Миша упал на колени перед иконой и неистово стал отбивать поклоны. Мальчик бормотал обрывки молитв, все, что приходило ему в голову, иконы шатались, святые были хмуры, черны и безжалостны… Закричала мать, голосисто, по-бабьи, стекла вновь задребезжали, до ушей донесся глухой раскат. Миша выпрыгнул во двор и… замер. По площади к дому бежали отец и дедушка Харистов, и близко от них поднялась земля, точно кто-то сильный выдул ее снизу. Гул потряс дом.
— Батя, дедушка! — заорал Миша.
ГЛАВА VIII
Миша открыл глаза и поразился удивительной тишине. На столе желтел стакан со взваром, в нем плавала одинокая груша с длинненьким закорюченным хвостиком. Мать сидела в ногах, а отец возился с лампой, очищая нагар с фитиля тупым концом ножа, который он обычно употреблял для нарезки вшивальников.
— Маманя, батя, — прошептал Миша, — кого побили?

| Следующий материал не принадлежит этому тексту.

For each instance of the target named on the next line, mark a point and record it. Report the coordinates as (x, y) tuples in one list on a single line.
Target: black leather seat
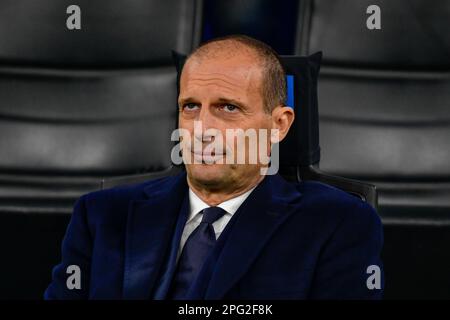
[(76, 106), (384, 98)]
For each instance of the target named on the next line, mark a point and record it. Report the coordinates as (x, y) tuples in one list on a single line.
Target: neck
[(214, 196)]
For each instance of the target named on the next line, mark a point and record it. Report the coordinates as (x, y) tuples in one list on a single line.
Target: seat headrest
[(301, 145)]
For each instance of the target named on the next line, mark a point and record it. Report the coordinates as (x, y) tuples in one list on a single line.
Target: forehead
[(238, 73)]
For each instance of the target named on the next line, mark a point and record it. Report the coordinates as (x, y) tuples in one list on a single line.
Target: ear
[(282, 119)]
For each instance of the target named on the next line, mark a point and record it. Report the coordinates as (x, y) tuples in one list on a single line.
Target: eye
[(229, 108), (190, 107)]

— Никого, сынок, никого, — шептала мать, прикладывая ко лбу что-то холодное. Мальчик догадался — это соленые огурцы, употребляемые матерью и после угара и против головных болей.
Отец зажег лампу. Посветлели мерзлые окна, угол с иконами, засияла бутылка свяченой воды. Вербина, торчащая оттуда, бросала на меловые стены ветвистую тень. Борода отца тоже засияла, будто это был не он, а один из святых, обильно усеявших угол и заправленных в металлические жесткие киоты.

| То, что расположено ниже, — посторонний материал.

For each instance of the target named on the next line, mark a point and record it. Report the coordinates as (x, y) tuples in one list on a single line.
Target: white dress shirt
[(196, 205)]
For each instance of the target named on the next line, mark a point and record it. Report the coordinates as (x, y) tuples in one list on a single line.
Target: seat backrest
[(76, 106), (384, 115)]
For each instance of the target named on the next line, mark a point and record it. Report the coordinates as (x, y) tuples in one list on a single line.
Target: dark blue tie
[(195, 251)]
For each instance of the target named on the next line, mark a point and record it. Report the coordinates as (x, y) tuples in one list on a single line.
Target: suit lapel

— Батя, это ты? — приподнимаясь спросил Миша.
Платок с огурцами свалился на одеяло. Отец присел возле сына. Теперь он не был похож на святого, это был простой человек, так хорошо известный Мише, человек, с которым он пахал, сеял, полол, ломал кукурузу, вперегонки молотил коричневые шляпки подсолнухов.